There is absolutely no dispute with regard to the law laid down by the Hon'ble Apex Court with regard to the scope of the enquiry under Article 226 of the Constitution of India. At the same time, it needs to be noted that when the punishment is shockingly disproportionate and is inflicted without being preceded by proper enquiry, the interference of this court under Article 226 of the Constitution of India is certainly permissible to correct the same. 11. In the instant case, it is an admitted reality that during the course of enquiry, the enquiring authority did not make any effort to examine the passengers to elicit the truth. In the considered opinion of this court, such material infirmity would render the entire proceedings invalid.
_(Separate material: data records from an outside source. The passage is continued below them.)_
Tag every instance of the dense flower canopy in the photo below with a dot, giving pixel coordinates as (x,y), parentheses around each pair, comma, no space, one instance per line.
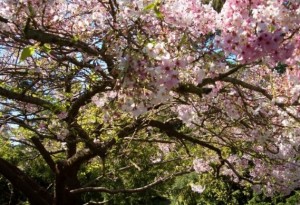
(230,78)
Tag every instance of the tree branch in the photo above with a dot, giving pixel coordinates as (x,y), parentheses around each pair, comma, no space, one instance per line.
(36,194)
(45,154)
(135,190)
(27,99)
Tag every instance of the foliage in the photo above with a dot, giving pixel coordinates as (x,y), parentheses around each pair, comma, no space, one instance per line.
(149,102)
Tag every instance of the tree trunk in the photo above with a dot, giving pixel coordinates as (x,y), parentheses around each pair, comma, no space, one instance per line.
(36,194)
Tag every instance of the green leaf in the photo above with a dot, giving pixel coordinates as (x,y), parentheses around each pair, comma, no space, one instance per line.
(151,6)
(27,52)
(46,48)
(155,7)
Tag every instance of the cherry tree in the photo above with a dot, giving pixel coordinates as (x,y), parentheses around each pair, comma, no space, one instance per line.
(89,80)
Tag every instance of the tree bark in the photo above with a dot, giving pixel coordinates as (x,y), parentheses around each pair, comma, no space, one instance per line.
(35,193)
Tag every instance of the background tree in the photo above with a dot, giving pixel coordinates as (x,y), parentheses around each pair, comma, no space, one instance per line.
(109,101)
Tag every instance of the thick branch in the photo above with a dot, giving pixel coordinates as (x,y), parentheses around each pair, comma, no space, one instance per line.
(164,127)
(35,194)
(44,37)
(45,154)
(117,191)
(27,99)
(83,100)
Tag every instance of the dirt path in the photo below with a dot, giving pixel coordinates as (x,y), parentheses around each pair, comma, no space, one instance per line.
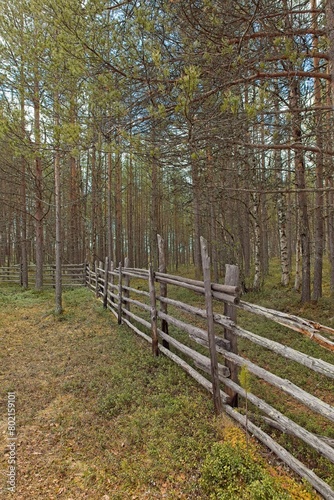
(97,416)
(80,433)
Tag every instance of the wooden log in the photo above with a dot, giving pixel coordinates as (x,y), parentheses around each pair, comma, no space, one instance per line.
(136,291)
(111,276)
(230,299)
(140,320)
(138,304)
(105,289)
(210,326)
(194,288)
(154,325)
(284,423)
(285,385)
(135,275)
(135,329)
(198,334)
(315,364)
(89,275)
(231,279)
(163,286)
(202,361)
(227,289)
(294,464)
(192,372)
(300,325)
(112,296)
(126,284)
(96,280)
(196,311)
(120,293)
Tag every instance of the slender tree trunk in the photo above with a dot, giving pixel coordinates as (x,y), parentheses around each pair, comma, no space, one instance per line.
(319,204)
(23,218)
(109,201)
(58,291)
(38,188)
(302,196)
(257,282)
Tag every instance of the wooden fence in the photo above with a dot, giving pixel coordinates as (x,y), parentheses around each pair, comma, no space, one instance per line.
(184,333)
(72,274)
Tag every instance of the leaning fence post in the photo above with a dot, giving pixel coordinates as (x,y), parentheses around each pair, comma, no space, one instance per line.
(232,278)
(210,324)
(163,287)
(119,309)
(97,279)
(105,288)
(154,321)
(127,284)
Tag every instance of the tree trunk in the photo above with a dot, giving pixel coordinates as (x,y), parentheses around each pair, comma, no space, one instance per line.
(58,291)
(38,188)
(319,204)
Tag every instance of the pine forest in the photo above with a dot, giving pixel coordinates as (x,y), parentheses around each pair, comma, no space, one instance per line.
(122,120)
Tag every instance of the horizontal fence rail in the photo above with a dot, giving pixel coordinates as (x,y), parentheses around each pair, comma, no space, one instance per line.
(203,341)
(72,274)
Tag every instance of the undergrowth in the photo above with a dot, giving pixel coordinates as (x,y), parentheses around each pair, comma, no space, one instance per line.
(100,417)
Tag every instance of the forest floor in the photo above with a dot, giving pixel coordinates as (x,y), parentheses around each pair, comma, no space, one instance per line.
(98,417)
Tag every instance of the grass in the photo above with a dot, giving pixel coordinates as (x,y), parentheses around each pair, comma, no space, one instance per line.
(274,296)
(99,417)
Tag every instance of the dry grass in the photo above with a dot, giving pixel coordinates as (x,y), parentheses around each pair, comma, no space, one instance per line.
(97,416)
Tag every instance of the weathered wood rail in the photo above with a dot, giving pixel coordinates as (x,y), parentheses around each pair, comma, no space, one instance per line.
(72,274)
(138,298)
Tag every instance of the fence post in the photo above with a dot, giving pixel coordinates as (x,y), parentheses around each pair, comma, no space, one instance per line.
(97,279)
(127,283)
(119,309)
(89,276)
(154,321)
(105,288)
(232,278)
(163,287)
(210,325)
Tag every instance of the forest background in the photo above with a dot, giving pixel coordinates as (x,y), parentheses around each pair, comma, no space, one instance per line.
(123,120)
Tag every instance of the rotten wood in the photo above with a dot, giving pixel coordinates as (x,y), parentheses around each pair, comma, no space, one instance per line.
(154,325)
(301,325)
(231,279)
(105,288)
(210,326)
(120,293)
(163,286)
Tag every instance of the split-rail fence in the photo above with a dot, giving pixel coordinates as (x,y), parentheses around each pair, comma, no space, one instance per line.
(72,274)
(138,298)
(203,340)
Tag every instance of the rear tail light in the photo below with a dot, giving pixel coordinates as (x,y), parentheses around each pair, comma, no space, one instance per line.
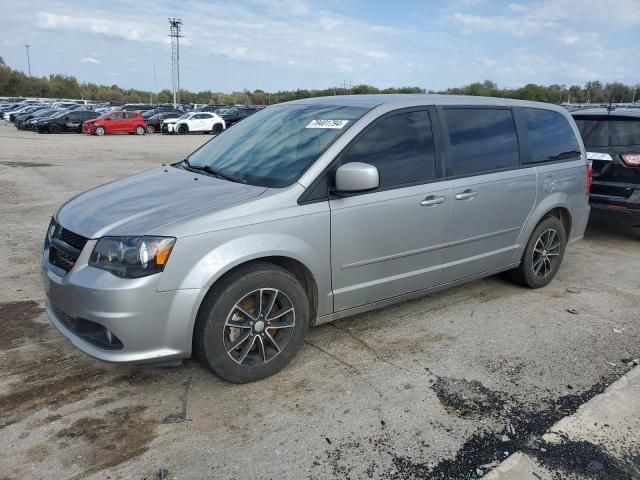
(631,159)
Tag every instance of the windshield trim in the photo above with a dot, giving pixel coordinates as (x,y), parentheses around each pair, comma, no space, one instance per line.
(313,161)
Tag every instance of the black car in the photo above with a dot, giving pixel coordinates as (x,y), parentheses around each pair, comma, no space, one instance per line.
(235,114)
(65,122)
(136,107)
(34,108)
(611,136)
(154,122)
(23,121)
(209,108)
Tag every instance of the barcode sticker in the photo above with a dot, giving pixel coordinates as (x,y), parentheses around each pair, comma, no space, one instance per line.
(327,123)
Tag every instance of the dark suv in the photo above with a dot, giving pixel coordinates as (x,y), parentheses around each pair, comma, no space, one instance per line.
(611,137)
(235,114)
(66,122)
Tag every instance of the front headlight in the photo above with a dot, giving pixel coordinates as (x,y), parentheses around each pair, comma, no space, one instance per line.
(132,257)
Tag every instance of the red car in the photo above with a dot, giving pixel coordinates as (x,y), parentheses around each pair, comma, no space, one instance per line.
(116,122)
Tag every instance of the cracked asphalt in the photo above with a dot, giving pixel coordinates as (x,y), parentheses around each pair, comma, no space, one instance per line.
(396,393)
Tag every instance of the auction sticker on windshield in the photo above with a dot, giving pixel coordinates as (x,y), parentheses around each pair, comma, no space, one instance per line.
(327,123)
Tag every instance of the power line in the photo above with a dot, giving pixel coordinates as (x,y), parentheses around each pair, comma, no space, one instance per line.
(26,45)
(175,25)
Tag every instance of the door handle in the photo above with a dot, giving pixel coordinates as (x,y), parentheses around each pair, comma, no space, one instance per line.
(432,201)
(466,195)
Basing on such improperly conducted enquiry, the service of employee who has been working since long time, cannot be mechanically dispensed with. 12. Another significant and vital aspect which needs to be noted is that the Industrial Tribunal dos not consider the aspect of proportionality of punishment in the light of the mandatory provisions of Section 11(A) of the Industrial Disputes Act. 13. In the facts and circumstances of the case, the judgments on which the learned Standing Counsel placed reliance would not render any assistance to the respondent Corporation. On the other hand, the judgments cited by the learned counsel for petitioner are squarely applicable to the facts and circumstances of the present case. 14. Having regard to the facts and circumstances of the case, writ petition is partly allowed, setting aside the award dated 21.01.2010 passed by the Industrial Tribunal-cum-Labour Court, Visakhapatnam, in I.D.No.76 of 2008 and the respondents are directed to reinstate the petitioner with continuity of service and half of the back wages. 15. Miscellaneous petitions pending consideration, if any, in the Writ Petition shall stand closed in consequence. No order as to costs.